ARK RTK GPS comes with the Ublox F9P module up to date with version 1.13 or newer. However, you can check the version and update the firmware if desired.

The steps are:

  • Download u-center from u-blox.com (opens new window) and install on your PC (Windows only)
  • Open the u-blox ZED-F9P website (opens new window)
  • Scroll down and click on the "Show Legacy Documents" box
  • Scroll down again to Firmware Update and download your desired firmware (at least version 1.13 is needed)
  • While holding down the safety switch on the ARK RTK GPS, connect it to power via one of its CAN ports and hold until all 3 LEDs blink rapidly
  • Connect the ARK RTK GPS to your PC via its debug port with a cable such as the Black Magic Probe or an FTDI
  • Open u-center, select the COM port for the ARK RTK GPS and connect U-Center Connect
  • Check the current firmware version by selecting View, Messages View, UBX, MON, VER Check Version
  • To update the firmware:
    • Select Tools, Firmware Update
    • The Firmware image field should be the .bin file downloaded from the u-blox ZED-F9P website
    • Check the "Use this baudrate for update" checkbox and select 115200 from the drop-down
    • Ensure the other checkboxes are as shown below
    • Push the green GO button on the bottom left
    • "Firmware Update SUCCESS" should be displayed if it updated successfully Firmware Update

# LED Meanings

You will see green, blue and red LEDs on the ARK RTK GPS when it is being flashed, a blinking green LED if it is running properly, and a blinking or solid blue LED on the Rover ARK RTK GPS when it is receiving RTCM corrections.

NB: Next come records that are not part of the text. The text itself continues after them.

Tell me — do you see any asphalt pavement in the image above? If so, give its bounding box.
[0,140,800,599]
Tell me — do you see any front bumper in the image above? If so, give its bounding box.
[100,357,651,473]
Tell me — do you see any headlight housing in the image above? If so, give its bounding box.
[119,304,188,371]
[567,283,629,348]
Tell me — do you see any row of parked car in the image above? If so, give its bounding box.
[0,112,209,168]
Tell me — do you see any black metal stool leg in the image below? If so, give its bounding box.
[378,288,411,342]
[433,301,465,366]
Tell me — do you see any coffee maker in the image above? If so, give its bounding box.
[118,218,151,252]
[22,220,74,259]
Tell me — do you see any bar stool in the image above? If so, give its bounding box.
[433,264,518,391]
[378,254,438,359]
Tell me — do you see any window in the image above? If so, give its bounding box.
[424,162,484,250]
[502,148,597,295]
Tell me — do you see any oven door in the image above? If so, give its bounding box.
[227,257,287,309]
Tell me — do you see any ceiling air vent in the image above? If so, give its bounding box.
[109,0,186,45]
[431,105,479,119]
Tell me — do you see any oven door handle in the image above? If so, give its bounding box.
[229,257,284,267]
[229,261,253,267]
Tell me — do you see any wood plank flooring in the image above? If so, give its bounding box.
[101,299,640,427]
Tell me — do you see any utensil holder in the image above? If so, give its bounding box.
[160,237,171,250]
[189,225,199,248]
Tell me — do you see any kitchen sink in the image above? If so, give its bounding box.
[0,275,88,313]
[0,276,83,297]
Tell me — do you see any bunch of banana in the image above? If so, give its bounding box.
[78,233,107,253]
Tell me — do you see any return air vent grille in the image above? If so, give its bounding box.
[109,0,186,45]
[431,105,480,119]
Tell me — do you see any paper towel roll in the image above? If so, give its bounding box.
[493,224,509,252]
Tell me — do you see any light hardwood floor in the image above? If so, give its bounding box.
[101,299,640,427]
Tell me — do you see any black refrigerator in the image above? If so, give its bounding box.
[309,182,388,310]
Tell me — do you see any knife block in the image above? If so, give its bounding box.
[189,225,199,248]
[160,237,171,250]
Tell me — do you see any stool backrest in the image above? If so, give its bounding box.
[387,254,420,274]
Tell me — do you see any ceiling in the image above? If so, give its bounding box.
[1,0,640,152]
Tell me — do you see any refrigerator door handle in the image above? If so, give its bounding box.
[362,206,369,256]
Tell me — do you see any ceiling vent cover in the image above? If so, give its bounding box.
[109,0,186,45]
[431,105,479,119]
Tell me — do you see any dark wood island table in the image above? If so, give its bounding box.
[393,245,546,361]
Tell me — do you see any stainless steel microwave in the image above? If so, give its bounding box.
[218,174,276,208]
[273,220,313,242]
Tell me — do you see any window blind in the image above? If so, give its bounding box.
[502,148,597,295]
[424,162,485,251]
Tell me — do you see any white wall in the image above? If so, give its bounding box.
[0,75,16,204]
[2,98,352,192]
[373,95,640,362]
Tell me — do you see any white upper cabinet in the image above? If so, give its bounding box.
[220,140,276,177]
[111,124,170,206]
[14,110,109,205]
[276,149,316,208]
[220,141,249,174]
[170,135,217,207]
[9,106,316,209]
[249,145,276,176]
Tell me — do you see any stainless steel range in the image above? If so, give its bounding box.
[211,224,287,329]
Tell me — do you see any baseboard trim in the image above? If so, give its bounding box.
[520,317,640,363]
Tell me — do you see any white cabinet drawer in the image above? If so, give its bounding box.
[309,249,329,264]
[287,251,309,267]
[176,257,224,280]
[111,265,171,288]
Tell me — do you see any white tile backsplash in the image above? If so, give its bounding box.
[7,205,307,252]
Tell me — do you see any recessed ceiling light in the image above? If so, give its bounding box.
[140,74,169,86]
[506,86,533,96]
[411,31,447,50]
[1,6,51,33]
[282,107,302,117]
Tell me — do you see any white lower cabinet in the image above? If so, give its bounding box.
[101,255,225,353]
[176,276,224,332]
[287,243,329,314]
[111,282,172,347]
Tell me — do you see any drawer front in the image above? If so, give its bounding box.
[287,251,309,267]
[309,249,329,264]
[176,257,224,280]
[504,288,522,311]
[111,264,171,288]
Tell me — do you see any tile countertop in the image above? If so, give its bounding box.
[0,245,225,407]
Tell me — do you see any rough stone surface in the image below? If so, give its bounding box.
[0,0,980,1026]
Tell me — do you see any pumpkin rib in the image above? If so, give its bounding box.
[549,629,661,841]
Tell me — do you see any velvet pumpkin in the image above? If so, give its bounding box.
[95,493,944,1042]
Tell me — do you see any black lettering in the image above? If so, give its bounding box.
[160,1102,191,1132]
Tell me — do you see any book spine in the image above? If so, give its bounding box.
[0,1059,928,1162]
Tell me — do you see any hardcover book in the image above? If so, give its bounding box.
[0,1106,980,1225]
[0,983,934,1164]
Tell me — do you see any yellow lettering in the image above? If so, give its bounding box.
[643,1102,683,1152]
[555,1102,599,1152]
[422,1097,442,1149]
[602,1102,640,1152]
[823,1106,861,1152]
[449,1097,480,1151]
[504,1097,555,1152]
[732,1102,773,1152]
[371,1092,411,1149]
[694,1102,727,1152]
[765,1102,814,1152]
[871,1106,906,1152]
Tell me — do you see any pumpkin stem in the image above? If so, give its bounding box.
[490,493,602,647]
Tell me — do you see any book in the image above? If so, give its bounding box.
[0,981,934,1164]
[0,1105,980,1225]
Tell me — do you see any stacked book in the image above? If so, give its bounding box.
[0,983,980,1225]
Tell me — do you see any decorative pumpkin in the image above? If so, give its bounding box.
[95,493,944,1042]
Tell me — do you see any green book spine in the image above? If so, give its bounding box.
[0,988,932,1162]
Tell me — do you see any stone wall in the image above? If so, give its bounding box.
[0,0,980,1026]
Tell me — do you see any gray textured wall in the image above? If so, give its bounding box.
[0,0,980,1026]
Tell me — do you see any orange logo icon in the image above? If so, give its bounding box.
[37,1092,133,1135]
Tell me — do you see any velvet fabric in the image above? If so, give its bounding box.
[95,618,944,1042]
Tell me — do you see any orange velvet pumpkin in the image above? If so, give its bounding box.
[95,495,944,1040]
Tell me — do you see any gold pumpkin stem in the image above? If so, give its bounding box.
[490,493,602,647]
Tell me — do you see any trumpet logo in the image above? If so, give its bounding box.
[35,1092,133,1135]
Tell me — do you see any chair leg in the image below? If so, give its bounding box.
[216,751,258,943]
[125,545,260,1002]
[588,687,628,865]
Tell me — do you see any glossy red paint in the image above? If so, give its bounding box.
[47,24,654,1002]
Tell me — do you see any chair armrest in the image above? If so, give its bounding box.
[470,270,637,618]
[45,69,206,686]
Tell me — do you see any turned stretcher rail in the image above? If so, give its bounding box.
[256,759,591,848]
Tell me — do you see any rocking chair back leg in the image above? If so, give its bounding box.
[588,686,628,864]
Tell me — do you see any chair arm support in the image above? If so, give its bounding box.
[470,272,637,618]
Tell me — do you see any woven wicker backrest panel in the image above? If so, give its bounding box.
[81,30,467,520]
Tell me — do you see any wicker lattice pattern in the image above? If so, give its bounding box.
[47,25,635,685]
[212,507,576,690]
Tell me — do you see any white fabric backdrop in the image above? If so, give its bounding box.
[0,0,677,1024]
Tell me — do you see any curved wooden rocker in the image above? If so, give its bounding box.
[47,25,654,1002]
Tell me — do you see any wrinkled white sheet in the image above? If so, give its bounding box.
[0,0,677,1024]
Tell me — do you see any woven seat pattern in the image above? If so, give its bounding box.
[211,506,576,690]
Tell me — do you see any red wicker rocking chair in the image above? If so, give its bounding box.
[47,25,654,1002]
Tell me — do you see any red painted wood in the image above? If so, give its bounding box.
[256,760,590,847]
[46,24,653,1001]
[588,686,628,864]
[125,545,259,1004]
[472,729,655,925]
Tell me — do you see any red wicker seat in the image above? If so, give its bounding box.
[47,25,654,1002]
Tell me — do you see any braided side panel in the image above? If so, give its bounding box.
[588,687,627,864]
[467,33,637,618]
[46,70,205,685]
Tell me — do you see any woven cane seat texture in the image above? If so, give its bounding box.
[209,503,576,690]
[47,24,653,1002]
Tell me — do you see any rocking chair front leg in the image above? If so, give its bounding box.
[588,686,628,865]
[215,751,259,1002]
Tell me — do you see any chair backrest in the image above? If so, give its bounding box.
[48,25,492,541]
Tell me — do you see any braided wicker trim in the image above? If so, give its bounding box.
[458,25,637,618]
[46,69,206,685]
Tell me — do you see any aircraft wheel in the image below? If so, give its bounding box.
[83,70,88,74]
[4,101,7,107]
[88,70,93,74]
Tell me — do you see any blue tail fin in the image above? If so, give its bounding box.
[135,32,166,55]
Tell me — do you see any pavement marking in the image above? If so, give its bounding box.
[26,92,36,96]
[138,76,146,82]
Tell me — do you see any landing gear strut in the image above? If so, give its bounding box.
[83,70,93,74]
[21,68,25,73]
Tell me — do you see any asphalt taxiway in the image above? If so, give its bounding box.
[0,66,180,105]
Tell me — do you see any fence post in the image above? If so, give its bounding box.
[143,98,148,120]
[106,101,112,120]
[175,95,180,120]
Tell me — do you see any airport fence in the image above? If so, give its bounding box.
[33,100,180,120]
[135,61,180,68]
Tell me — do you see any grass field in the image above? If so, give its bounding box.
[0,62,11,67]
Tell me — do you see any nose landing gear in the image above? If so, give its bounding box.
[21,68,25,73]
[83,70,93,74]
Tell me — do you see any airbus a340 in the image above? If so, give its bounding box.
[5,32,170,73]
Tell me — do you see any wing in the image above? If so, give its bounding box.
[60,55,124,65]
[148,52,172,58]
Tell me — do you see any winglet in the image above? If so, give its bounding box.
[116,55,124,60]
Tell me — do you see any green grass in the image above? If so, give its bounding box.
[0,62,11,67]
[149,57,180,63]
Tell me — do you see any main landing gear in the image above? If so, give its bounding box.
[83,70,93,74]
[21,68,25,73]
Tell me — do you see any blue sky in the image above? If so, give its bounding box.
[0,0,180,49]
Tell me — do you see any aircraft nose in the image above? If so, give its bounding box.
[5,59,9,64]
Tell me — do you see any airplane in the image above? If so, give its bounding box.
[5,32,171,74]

If you see a red LED there is an error and you should check the following:

  • Make sure the flight controller has an SD card installed.
  • Make sure the ARK RTK GPS has ark_can-rtk-gps_canbootloader installed prior to flashing ark_can-rtk-gps_default.
  • Remove binaries from the root and ufw directories of the SD card and try to build and flash again.